For most in Europe and the United States, 1991 takes a back seat to the fall of the Berlin Wall. This clearly demonstrates that what mattered to the West, then and now, was the reunification of Europe and of Germany within it. The fate of the Soviet Union itself was not an issue in the Cold War. The sudden collapse of the Soviet empire had to be managed and made permanent, but anything beyond that was deemed too difficult — and, frankly, unnecessary.

For non-Russians, August 1991 was a prologue to the end of the Soviet Union. Following the collapse of the coup in Moscow, most Soviet republics, from Ukraine to Uzbekistan, proclaimed their independence. The unthinkable became inevitable. Nations that had issued their proclamations earlier, such as in the Baltic states or the Caucasus republics, could now enjoy independence. In Russia itself, the duality of power was broken, and Boris Yeltsin triumphed over Soviet leader Mikhail Gorbachev. More important, the Communist ideology and the Communist Party were dethroned for good.

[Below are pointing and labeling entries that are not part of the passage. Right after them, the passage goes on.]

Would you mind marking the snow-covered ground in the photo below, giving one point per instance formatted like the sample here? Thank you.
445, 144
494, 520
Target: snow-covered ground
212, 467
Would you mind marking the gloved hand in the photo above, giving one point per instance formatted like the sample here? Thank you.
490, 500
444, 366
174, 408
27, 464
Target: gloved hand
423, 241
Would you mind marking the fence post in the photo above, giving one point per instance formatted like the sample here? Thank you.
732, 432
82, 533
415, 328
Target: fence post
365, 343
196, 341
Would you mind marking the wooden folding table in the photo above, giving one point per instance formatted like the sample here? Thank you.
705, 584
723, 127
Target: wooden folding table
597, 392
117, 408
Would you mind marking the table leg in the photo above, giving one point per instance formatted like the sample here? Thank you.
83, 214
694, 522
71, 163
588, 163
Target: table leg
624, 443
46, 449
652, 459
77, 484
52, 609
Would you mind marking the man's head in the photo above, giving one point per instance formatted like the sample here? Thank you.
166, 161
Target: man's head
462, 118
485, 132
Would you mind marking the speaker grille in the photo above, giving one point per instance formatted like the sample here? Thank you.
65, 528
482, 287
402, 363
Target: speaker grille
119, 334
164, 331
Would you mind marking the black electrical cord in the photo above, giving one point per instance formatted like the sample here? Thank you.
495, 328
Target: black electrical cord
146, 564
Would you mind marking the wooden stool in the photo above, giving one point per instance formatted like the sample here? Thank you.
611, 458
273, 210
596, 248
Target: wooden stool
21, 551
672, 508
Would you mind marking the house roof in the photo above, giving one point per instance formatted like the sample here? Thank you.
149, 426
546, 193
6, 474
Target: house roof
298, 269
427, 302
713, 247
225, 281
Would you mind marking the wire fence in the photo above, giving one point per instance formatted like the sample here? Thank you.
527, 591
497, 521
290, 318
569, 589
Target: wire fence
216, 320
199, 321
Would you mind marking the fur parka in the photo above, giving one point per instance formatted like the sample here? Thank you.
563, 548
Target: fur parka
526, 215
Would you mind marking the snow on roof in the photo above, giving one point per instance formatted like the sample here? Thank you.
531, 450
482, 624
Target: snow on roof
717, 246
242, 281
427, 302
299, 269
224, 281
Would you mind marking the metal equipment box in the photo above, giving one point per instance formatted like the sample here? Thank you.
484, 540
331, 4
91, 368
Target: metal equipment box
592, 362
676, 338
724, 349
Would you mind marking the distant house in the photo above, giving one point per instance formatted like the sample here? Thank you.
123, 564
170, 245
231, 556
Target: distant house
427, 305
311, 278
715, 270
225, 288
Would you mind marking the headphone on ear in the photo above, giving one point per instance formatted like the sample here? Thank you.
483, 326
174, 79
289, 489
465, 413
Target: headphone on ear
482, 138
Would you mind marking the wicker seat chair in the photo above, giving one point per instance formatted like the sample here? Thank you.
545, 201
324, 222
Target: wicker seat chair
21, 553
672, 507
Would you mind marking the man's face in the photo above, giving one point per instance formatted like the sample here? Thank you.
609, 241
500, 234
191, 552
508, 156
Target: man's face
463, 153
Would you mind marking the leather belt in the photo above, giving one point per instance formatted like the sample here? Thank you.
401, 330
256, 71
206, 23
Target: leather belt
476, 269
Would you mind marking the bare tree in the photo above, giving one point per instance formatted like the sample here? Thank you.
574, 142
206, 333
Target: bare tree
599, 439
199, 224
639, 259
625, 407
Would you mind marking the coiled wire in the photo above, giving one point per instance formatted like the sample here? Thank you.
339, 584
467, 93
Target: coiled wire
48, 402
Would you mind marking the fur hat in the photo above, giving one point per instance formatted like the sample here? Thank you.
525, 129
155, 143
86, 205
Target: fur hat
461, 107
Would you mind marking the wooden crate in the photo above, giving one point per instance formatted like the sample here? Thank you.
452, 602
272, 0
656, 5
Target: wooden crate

This is the principal meaning of August 1991. It marks the watershed between Soviet Russia and the present-day Russian Federation. Unlike its Communist predecessor, today’s Russia is essentially free. Russians enjoy most civil rights. They are free to speak out, to practice the religions they choose, to leave their country and return home. They can own property, engage in business, and keep their money in the currency and place of their choice.

This freedom has important caveats. Not everyone has the means to fully enjoy it. Russians are quite free in their private domains, but the public space is not hospitable for most people. Thus, Russia, while demonstrably free, is anything but a democracy. Undivided power is owned by a small corporation. Democratic procedure is imitated rather than practiced. The parliament is a rubber stamp, and the courts of law bow to the authorities.

The Russian Federation 1.0, however, is not your typical authoritarian regime. It is authoritarianism with the consent of the governed. For the time being, most of those holed up in their private domains simply do not want to be bothered and are content to leave governing to the authorities. Many are also dependent on these authorities for various social handouts. The government feels virtually no need to tax individuals and thus no need to be accountable to them. For those who want to know what is going on, and comment on it, the Internet is free. For those who find such a life unbearable or unworthy, the borders are open.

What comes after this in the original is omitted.